Toxin and antitoxin genes, both as part of complete toxin–antitoxin systems and as orphan antitoxins, were also highly represented in the leading regions. Although toxin–antitoxin systems are encoded throughout conjugative element genomes, their overrepresentation in leading regions suggests a potential protective role in conjugative element establishment (Supplementary Discussion).

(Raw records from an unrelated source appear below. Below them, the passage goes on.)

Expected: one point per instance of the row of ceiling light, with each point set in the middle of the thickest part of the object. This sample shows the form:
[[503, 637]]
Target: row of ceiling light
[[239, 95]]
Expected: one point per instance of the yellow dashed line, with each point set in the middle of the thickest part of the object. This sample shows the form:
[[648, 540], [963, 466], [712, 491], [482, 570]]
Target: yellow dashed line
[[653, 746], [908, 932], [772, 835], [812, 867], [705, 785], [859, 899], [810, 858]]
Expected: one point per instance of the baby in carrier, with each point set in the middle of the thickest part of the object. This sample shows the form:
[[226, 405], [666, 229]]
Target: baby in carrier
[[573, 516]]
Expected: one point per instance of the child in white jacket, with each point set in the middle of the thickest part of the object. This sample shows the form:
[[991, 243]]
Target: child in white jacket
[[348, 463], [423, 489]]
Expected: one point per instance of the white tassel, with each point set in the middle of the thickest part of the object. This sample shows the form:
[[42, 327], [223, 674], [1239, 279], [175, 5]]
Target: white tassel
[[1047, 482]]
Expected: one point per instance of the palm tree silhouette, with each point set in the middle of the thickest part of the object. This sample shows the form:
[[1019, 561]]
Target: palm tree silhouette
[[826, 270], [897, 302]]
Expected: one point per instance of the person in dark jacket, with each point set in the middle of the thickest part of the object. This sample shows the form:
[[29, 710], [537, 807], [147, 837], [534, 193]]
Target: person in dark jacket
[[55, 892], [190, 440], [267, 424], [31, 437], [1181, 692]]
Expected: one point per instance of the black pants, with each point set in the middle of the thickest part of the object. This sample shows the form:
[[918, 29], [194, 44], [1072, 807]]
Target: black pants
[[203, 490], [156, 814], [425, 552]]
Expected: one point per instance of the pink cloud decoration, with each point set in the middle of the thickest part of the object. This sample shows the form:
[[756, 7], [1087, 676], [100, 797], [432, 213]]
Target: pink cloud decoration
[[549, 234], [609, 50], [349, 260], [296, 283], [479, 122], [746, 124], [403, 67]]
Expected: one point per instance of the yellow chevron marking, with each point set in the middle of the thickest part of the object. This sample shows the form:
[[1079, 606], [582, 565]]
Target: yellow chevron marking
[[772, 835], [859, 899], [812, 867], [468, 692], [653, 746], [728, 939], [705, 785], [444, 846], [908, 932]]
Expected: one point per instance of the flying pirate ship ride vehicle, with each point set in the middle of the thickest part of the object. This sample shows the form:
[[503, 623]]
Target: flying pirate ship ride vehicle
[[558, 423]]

Notably, 33% of the 100 most prevalent gene families in leading regions were uncharacterized (Fig. 1c). Given the considerable overrepresentation of anti-defence genes in this region, many of these families probably have anti-defence-related functions. Investigating the largest unannotated families revealed potential anti-defence roles (Extended Data Table 1 and Supplementary Table 1). To further explain these functions, we conducted structural analyses of 107,893 proteins belonging to uncharacterized families enriched in the leading region and primarily encoded on the T-strand. This analysis uncovered potential anti-defence genes undetectable by sequence similarity, including putative anti-CRISPRs (for example, acrIIA8, acrVA5 and acrIB) and anti-restriction genes (for example, darA and ardA, Extended Data Fig. 4 and Extended Data Table 1). The structural analysis further underscored the prevalence of MTases, SSBs and toxin–antitoxin genes within the leading region of plasmids. Phage-associated annotations were found in nearly 10% of the analysed gene families, suggesting shared anti-defence mechanisms between plasmids and phages.

Anti-defence islands

We noticed that anti-defence genes in plasmids’ leading region tended to cluster into islands (Fig. 2a–d and Extended Data Fig. 5a–d), as previously reported for MGEs with clustered anti-defence genes⁴³. We refer to these as islands because most annotated genes in these clusters share similar functions and reside between defined boundaries: the oriT on one end and often umuCD homologues on the other (Extended Data Fig. 5e,f). These islands contained different combinations of adjacent anti-defence genes and genes potentially protecting invading DNA such as MTases and SSBs. For example, we identified an island in the leading region of a Salmonella enterica conjugative element containing two anti-CRISPRs (acrIC6 and acrIF16) near an anti-restriction (klcAHS), SOS inhibitors (psiA and psiB), MTases, SSBs and a toxin–antitoxin system (higB-higA, Fig. 2a). A similar island in the leading region of a Serratia marcescens plasmid harboured an anti-CRISPR inhibiting a different type of CRISPR–Cas system (acrIE9) and an additional antitoxin gene (hipB, Fig. 2b). The hipB antitoxin, typically countering HipA toxicity as part of hipBA operons⁴⁴, was found next to a higA/relE toxin–antitoxin system in this island. It may function as an orphan antitoxin inhibiting competitive MGEs or host toxin–antitoxin defence systems (Supplementary Discussion).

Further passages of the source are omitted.